Maximum likelihood (ML) has a problem with parameters that take values in open sets (Is that all of them? Almost!). Bayesian inference doesn't obviously have this problem.
Briefly, using maximum likelihood, how many of you out there know how to put a standard deviation/standard error or a confidence interval on a probability when you get a result of y = 0 out of n = 20 independent Bernoulli(\pi) trials? How about if you get a variance estimate of \tau-hat=zero in a random intercept model for longitudinal data? Selfcheck: I know how to set a CI for \pi, I did it once on a test too, fortunately a take home test. But I don't know how to do this for the variance parameter. Maybe I could figure it out, inverting a likelihood ratio test or something. And I haven't a clue how to construct a SE in these situations. Even if we can solve the question for \pi and \tau, the serious problem is constructing a confidence interval for \pi_1 - \pi_2, the difference in probability of success in treatment minus control groups. For the random intercept model, the problem is comparing \mu_2, the treatment mean to control mean \mu_1, where we've randomized groups to treatment or control, and we need to estimate the intraclass correlation coefficient to properly estimate the SE of the estimated mean difference.

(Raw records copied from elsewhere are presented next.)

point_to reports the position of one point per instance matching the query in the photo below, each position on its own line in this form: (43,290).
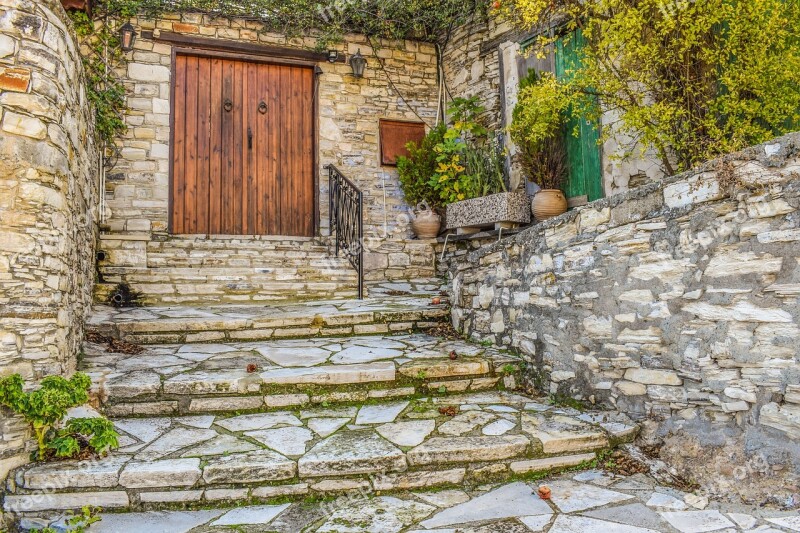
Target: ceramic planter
(502,210)
(548,203)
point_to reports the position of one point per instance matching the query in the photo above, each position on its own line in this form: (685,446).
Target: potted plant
(470,178)
(415,171)
(537,130)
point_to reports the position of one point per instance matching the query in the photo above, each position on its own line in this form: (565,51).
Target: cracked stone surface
(616,505)
(221,369)
(340,444)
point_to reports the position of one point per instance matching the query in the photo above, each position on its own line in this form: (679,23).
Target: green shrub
(416,170)
(45,407)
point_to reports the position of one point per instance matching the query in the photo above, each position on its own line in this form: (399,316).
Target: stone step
(245,376)
(218,269)
(337,316)
(385,446)
(229,292)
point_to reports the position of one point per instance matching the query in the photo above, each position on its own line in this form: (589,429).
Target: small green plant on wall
(44,409)
(454,163)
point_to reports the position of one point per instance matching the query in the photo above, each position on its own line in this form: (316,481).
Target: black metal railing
(346,208)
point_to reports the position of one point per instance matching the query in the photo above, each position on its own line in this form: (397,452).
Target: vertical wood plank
(215,168)
(228,153)
(203,144)
(238,170)
(190,194)
(273,210)
(307,155)
(178,149)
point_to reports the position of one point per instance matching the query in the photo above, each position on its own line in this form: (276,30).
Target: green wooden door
(583,152)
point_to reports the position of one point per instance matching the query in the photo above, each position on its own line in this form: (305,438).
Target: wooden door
(242,149)
(585,182)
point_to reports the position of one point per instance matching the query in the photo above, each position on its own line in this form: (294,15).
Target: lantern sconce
(127,37)
(358,63)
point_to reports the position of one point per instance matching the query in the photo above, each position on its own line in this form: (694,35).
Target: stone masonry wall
(482,59)
(48,194)
(677,302)
(400,83)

But these difficulties are not problems I ever have using Bayesian inference. Never. Not once. Data yes: I've had y=0 out of n=20 walk in the door as part of a short term consulting problem. And variance estimates of zero seem to happen every second analysis in group randomized trials when we are using SAS or similar software. We spend a ton of time trying to fix the resulting inferences. But as a Bayesian, I spend my time on modeling data, not on fixing the problems with ML inference.

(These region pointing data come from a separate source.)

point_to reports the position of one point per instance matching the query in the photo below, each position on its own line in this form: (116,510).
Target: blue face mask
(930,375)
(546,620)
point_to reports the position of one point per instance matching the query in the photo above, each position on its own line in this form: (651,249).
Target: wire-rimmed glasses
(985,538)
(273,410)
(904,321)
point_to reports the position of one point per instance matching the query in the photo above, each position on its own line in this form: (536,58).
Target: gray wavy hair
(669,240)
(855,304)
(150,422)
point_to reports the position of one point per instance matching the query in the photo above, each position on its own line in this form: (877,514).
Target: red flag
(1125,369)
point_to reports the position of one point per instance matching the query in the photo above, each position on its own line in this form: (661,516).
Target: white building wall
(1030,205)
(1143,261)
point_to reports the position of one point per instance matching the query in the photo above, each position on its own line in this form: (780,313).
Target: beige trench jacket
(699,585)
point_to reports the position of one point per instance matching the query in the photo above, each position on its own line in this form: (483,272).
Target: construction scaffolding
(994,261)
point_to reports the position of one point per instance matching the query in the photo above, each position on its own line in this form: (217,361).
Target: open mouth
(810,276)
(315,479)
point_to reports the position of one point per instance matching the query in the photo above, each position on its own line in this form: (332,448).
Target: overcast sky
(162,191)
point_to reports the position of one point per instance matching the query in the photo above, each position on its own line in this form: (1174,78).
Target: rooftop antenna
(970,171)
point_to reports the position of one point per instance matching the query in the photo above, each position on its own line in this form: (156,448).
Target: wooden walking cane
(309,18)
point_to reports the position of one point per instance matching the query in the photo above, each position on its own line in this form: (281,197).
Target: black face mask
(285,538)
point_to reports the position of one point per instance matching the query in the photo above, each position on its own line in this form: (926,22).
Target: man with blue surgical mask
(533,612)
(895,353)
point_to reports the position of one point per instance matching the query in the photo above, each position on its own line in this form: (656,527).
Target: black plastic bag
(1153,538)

In Bayesian inference, we put a prior density on an open set such as (0,1) for a probability or the positive real line for a variance. Poster densities live on the same open set -- Bayesian inference works fine. For ML inference, estimates live on the closed set: probabilities may be estimated in the closed set [0,1] and variances are estimated on zero plus the positive real line. The ML paradigm creates estimates and then uses those estimates in further needed calculations, such as for standard errors and for confidence intervals. ML estimates on the boundary can't be used in the usual SE or CI formulas, they do not come with natural standard error estimates. This causes enormous headaches for ML inference, though it appears to be a blessing for statisticians who need tenure as it gives them plenty of grist for writing papers about cones and all sorts of cool (or obscure depending on your viewpoint) mathematics.
It's a matter of support. Bayesian inference you have to specify the support of the prior density. In classical statistics, getting the support right is usually a matter of finding out your approach is giving silly answers and you need to fix the approach. These fixes are ad hoc and require lots of papers to be published, creating an inflated working class of (inflated) tenured frequentist statisticians. :-) As the silliness gets more subtle, more work goes into the fixes than in rejecting the approach in the first place. Go back in time to yesteryear when the method of moments was popular. A serious problem occurred in variance component models giving negative estimates of variance. Negative estimates of variance! "But," sputters the frequentist statistician, "we don't do that any more." Fine, but you've still get a support problem.
ML statisticians should start wearing support hose to help support their support problem.